There is some case law that suggests that mitigation, at least, may be required, even in the case of an indemnity. But, in general, drafters feel that an indemnity of this kind may provide stronger protection than a warranty, and in some types of negotiation a possible advantage is enough to justify including a clause, even if the precise extent of that advantage in an individual case is not clear.

While this argument is understandable using the above examples, there are many other examples, seen in practice, where the argument is much less clear. Sometimes, an indemnity is given against breach of warranty. Adapting the previous examples, a party warrants that no third party IP is infringed, and indemnifies the other party against its breach of warranty.

In this example, it is much less clear that the indemnifier is giving a blank cheque to the other party. The party asking for the indemnity is, no doubt, hoping that the indemnity will provide greater protection than the warranty, otherwise what is the point of the indemnity? But are they clear in their mind what that greater protection is? Are they expecting that the court will say that, because an indemnity against breach of contract is given, the party in breach no longer has the protection of causation, remoteness and mitigation?

In IP Draughts’ view, the case law on this point is far from clear. See further Wayne Courtney’s excellent book, Contractual Indemnities, for a discussion of the case law.

Even if it might be possible to persuade a court that an indemnity against breach strips away the protection of causation, remoteness and mitigation, why would the party in breach want to agree to removing their rights under contract law, which arguably provide a reasonable balance between the interests of the parties?

This type of indemnity, which has gradually crept into many English contract templates from overseas, notably from the USA, is arguably misconceived and should be avoided.

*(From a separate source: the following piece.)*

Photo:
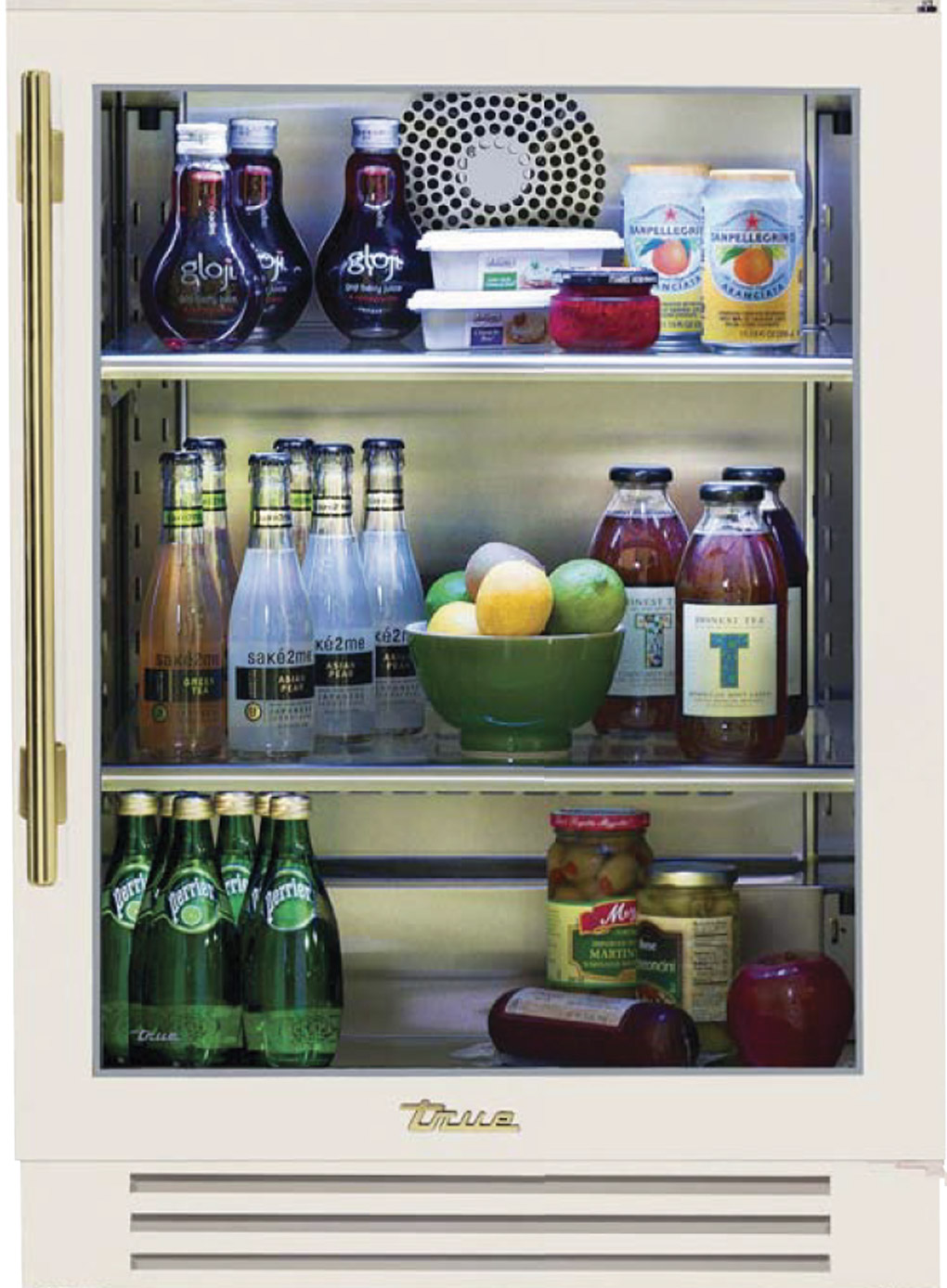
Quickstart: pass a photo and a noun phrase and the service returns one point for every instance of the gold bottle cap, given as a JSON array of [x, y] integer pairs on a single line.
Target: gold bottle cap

Of course, the counter-argument is that it depends on which party you are acting for, but we shouldn’t just put stuff in contracts because others do, and where the rationale is not clear.

Once you start including this type of indemnity, the next question and area of confusion is whether liability under the indemnity should be limited. If the indemnity is viewed as a bolster or flying buttress for a breach of contract claim, then yes, liability probably should be limited in the same way that the contract typically limits liability for breach of warranty. But if the indemnity is designed for a different purpose, namely to allocate responsibility for third party claims (as in the first example given above) then different considerations apply. Some of this confusion can be avoided if the indemnity is drafted not as an indemnity against breach of contract, but as an indemnity against a third party claim.

Or the contract might not need any indemnities. In IP Draughts’ view, the contract drafter should start from the assumption that no indemnities are needed, then add them if there is a good reason to do so, rather than the other way around.